Yesterday's shocking figures for GDP in the last quarter of 2010 – showing a contraction of 0.5% (or 0% if the bad weather effects are stripped out) – have changed the dynamics of British politics. As most of the newspapers make clear today, these numbers have shaken the confidence of the Coalition and raised the stakes over its chosen deficit reduction strategy. If the economic outlook worsens – and Ed Balls was careful not to predict a double-dip recession yesterday – the Coalition's big arguments about the deficit will be seriously undermined. Labour will make up lost political ground and, as one senior Labour figure put it to me yesterday, Ed Balls may end up looking like Churchill.
We can more certainly predict a couple of things. First, it is now inevitable that growth will be the major theme of the Budget and that it will contain a fistful of measures to cut business taxes and regulations, on the one hand, and to boost public spending in pro-growth areas like infrastructure, the regional growth fund and so on.
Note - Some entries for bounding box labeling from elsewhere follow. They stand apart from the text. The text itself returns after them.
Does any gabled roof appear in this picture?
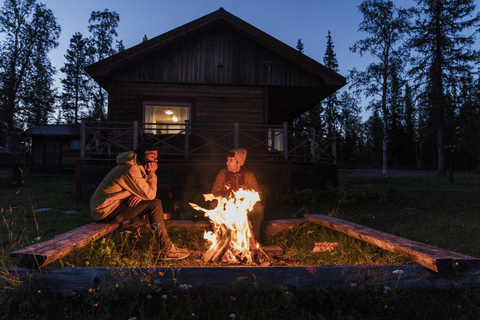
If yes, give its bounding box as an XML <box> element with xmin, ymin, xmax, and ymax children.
<box><xmin>23</xmin><ymin>124</ymin><xmax>80</xmax><ymax>138</ymax></box>
<box><xmin>85</xmin><ymin>8</ymin><xmax>346</xmax><ymax>89</ymax></box>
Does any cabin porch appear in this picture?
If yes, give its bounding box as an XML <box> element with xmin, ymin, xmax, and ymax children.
<box><xmin>75</xmin><ymin>120</ymin><xmax>338</xmax><ymax>200</ymax></box>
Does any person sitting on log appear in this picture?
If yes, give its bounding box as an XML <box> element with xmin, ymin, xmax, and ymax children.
<box><xmin>212</xmin><ymin>148</ymin><xmax>265</xmax><ymax>242</ymax></box>
<box><xmin>90</xmin><ymin>143</ymin><xmax>188</xmax><ymax>259</ymax></box>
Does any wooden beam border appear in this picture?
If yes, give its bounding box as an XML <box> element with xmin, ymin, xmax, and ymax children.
<box><xmin>9</xmin><ymin>265</ymin><xmax>480</xmax><ymax>296</ymax></box>
<box><xmin>305</xmin><ymin>214</ymin><xmax>480</xmax><ymax>273</ymax></box>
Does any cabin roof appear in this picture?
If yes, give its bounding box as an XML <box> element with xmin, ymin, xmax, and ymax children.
<box><xmin>23</xmin><ymin>124</ymin><xmax>80</xmax><ymax>138</ymax></box>
<box><xmin>86</xmin><ymin>8</ymin><xmax>346</xmax><ymax>92</ymax></box>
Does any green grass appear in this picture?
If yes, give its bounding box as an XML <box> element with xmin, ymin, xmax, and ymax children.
<box><xmin>0</xmin><ymin>173</ymin><xmax>480</xmax><ymax>319</ymax></box>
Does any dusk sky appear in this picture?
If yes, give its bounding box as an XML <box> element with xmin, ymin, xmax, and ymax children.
<box><xmin>39</xmin><ymin>0</ymin><xmax>478</xmax><ymax>120</ymax></box>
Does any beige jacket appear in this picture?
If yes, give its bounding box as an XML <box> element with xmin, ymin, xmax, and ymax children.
<box><xmin>90</xmin><ymin>151</ymin><xmax>157</xmax><ymax>221</ymax></box>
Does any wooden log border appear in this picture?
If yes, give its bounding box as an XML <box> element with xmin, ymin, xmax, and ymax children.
<box><xmin>9</xmin><ymin>215</ymin><xmax>480</xmax><ymax>296</ymax></box>
<box><xmin>6</xmin><ymin>265</ymin><xmax>480</xmax><ymax>296</ymax></box>
<box><xmin>305</xmin><ymin>214</ymin><xmax>480</xmax><ymax>273</ymax></box>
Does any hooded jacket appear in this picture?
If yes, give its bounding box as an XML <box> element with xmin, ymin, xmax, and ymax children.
<box><xmin>90</xmin><ymin>151</ymin><xmax>157</xmax><ymax>221</ymax></box>
<box><xmin>212</xmin><ymin>168</ymin><xmax>262</xmax><ymax>198</ymax></box>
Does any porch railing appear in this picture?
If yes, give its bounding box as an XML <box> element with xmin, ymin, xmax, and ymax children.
<box><xmin>80</xmin><ymin>120</ymin><xmax>336</xmax><ymax>164</ymax></box>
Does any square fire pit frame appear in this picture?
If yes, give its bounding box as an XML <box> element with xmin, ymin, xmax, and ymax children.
<box><xmin>9</xmin><ymin>214</ymin><xmax>480</xmax><ymax>296</ymax></box>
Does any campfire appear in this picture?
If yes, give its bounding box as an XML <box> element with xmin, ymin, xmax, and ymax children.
<box><xmin>190</xmin><ymin>189</ymin><xmax>274</xmax><ymax>264</ymax></box>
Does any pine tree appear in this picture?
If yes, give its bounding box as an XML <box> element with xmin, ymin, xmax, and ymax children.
<box><xmin>0</xmin><ymin>0</ymin><xmax>60</xmax><ymax>130</ymax></box>
<box><xmin>410</xmin><ymin>0</ymin><xmax>480</xmax><ymax>176</ymax></box>
<box><xmin>88</xmin><ymin>9</ymin><xmax>123</xmax><ymax>121</ymax></box>
<box><xmin>323</xmin><ymin>30</ymin><xmax>340</xmax><ymax>134</ymax></box>
<box><xmin>338</xmin><ymin>91</ymin><xmax>363</xmax><ymax>167</ymax></box>
<box><xmin>60</xmin><ymin>32</ymin><xmax>89</xmax><ymax>123</ymax></box>
<box><xmin>350</xmin><ymin>0</ymin><xmax>410</xmax><ymax>178</ymax></box>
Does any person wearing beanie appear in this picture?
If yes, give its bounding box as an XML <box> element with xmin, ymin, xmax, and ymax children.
<box><xmin>212</xmin><ymin>148</ymin><xmax>265</xmax><ymax>242</ymax></box>
<box><xmin>90</xmin><ymin>143</ymin><xmax>189</xmax><ymax>259</ymax></box>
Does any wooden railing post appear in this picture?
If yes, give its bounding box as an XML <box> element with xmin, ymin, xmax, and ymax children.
<box><xmin>283</xmin><ymin>121</ymin><xmax>288</xmax><ymax>160</ymax></box>
<box><xmin>80</xmin><ymin>119</ymin><xmax>87</xmax><ymax>159</ymax></box>
<box><xmin>234</xmin><ymin>122</ymin><xmax>240</xmax><ymax>149</ymax></box>
<box><xmin>185</xmin><ymin>120</ymin><xmax>190</xmax><ymax>160</ymax></box>
<box><xmin>310</xmin><ymin>128</ymin><xmax>317</xmax><ymax>162</ymax></box>
<box><xmin>133</xmin><ymin>120</ymin><xmax>138</xmax><ymax>151</ymax></box>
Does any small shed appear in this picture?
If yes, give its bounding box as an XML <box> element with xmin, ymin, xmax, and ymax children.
<box><xmin>23</xmin><ymin>124</ymin><xmax>80</xmax><ymax>173</ymax></box>
<box><xmin>0</xmin><ymin>146</ymin><xmax>22</xmax><ymax>188</ymax></box>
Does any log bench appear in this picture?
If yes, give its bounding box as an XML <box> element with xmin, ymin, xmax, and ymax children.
<box><xmin>305</xmin><ymin>214</ymin><xmax>480</xmax><ymax>273</ymax></box>
<box><xmin>10</xmin><ymin>223</ymin><xmax>120</xmax><ymax>268</ymax></box>
<box><xmin>9</xmin><ymin>214</ymin><xmax>480</xmax><ymax>296</ymax></box>
<box><xmin>10</xmin><ymin>214</ymin><xmax>480</xmax><ymax>272</ymax></box>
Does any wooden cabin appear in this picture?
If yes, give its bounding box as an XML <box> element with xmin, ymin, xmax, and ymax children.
<box><xmin>77</xmin><ymin>8</ymin><xmax>346</xmax><ymax>202</ymax></box>
<box><xmin>23</xmin><ymin>125</ymin><xmax>81</xmax><ymax>173</ymax></box>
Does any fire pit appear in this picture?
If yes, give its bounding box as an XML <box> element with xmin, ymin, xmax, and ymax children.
<box><xmin>190</xmin><ymin>189</ymin><xmax>274</xmax><ymax>265</ymax></box>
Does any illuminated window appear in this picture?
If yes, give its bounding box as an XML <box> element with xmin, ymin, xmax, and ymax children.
<box><xmin>143</xmin><ymin>102</ymin><xmax>190</xmax><ymax>134</ymax></box>
<box><xmin>268</xmin><ymin>129</ymin><xmax>283</xmax><ymax>151</ymax></box>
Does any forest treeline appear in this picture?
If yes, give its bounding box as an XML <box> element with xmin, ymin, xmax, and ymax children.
<box><xmin>0</xmin><ymin>0</ymin><xmax>480</xmax><ymax>177</ymax></box>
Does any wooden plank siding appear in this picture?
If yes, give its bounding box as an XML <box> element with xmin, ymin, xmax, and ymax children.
<box><xmin>109</xmin><ymin>25</ymin><xmax>324</xmax><ymax>87</ymax></box>
<box><xmin>109</xmin><ymin>82</ymin><xmax>264</xmax><ymax>125</ymax></box>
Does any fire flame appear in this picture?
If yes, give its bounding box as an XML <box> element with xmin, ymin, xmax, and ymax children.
<box><xmin>190</xmin><ymin>189</ymin><xmax>260</xmax><ymax>263</ymax></box>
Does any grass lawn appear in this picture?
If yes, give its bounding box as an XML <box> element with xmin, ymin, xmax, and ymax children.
<box><xmin>0</xmin><ymin>173</ymin><xmax>480</xmax><ymax>319</ymax></box>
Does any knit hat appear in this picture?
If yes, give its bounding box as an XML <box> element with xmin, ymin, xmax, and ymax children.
<box><xmin>230</xmin><ymin>148</ymin><xmax>247</xmax><ymax>166</ymax></box>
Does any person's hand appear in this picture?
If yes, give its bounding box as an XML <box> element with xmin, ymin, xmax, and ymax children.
<box><xmin>145</xmin><ymin>161</ymin><xmax>158</xmax><ymax>174</ymax></box>
<box><xmin>127</xmin><ymin>195</ymin><xmax>142</xmax><ymax>207</ymax></box>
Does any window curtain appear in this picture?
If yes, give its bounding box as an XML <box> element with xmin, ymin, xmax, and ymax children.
<box><xmin>144</xmin><ymin>105</ymin><xmax>157</xmax><ymax>134</ymax></box>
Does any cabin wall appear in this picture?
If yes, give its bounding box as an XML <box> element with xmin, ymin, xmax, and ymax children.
<box><xmin>109</xmin><ymin>25</ymin><xmax>324</xmax><ymax>87</ymax></box>
<box><xmin>108</xmin><ymin>82</ymin><xmax>265</xmax><ymax>124</ymax></box>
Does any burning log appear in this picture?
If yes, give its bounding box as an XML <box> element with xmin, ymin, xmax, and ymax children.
<box><xmin>190</xmin><ymin>189</ymin><xmax>274</xmax><ymax>264</ymax></box>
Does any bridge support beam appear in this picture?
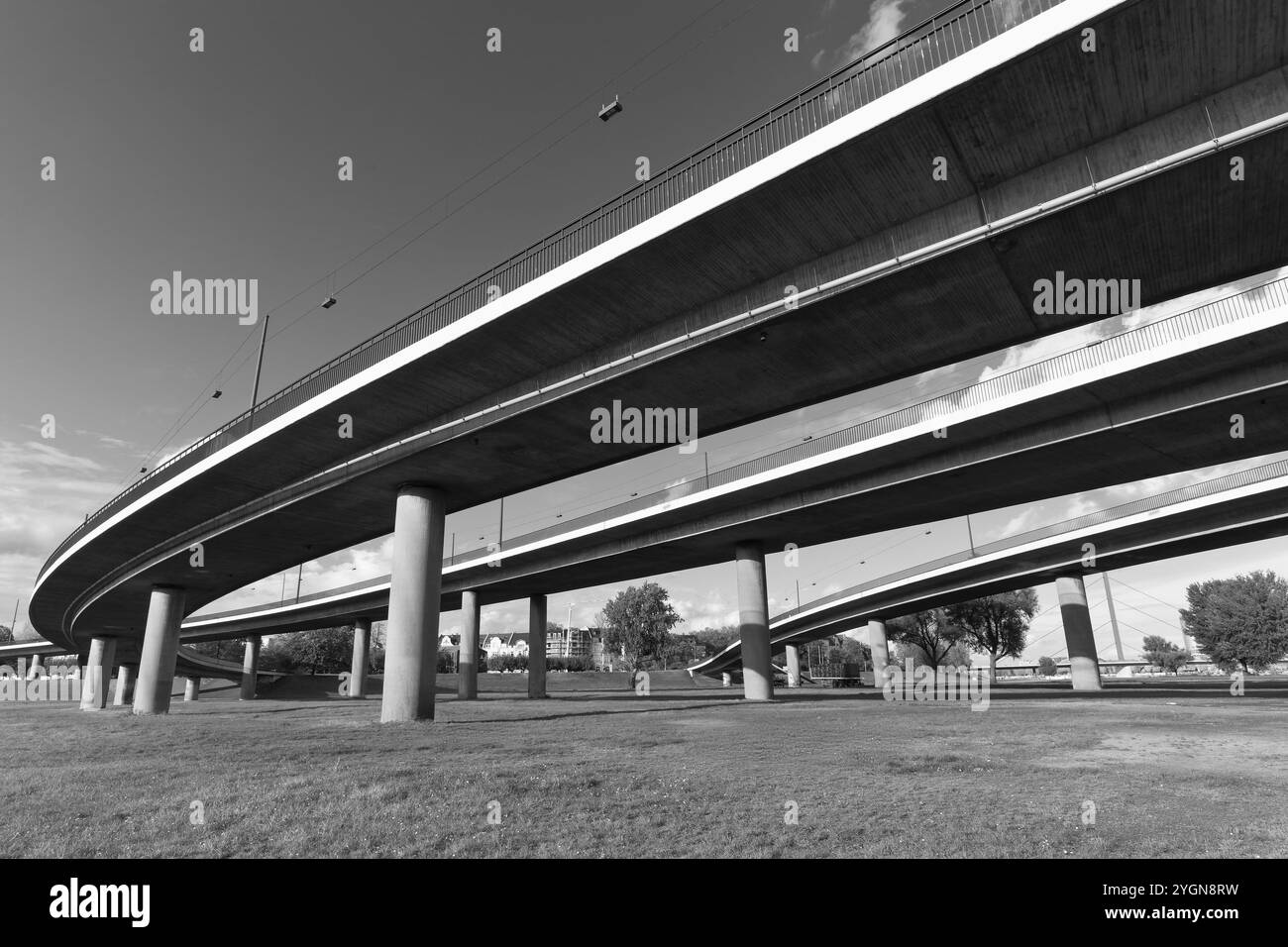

Osborne will have some scope for both, despite the weak output figures – although the Treasury will play down this headroom. If he has any sense, the Chancellor will repair some of the damage to cuts in housing spending: construction employs lots of labour, we need more homes, and the industry shrunk by 3.3% in the last quarter of 2010.
We can also be sure that Mervyn King is right when he says that living standards will be viciously squeezed this year. Inflation is rising and wages are falling. He was correct to point out that the fall in real wages has taken place over a nunber of years – and was a major contributor to Labour's defeat in 2010 – and that the situation is unprecedented since the 1920s.
On this score, however, Osborne has less room for maneouvre, since his tax and spending plans take great chunks out of household budgets, as my former colleague Gavin Kelly graphically illustrated in the New Statesman earlier this year. The so-called 'squeezed middle' debate has only just begun and now sits at the heart of the politics of stagflation.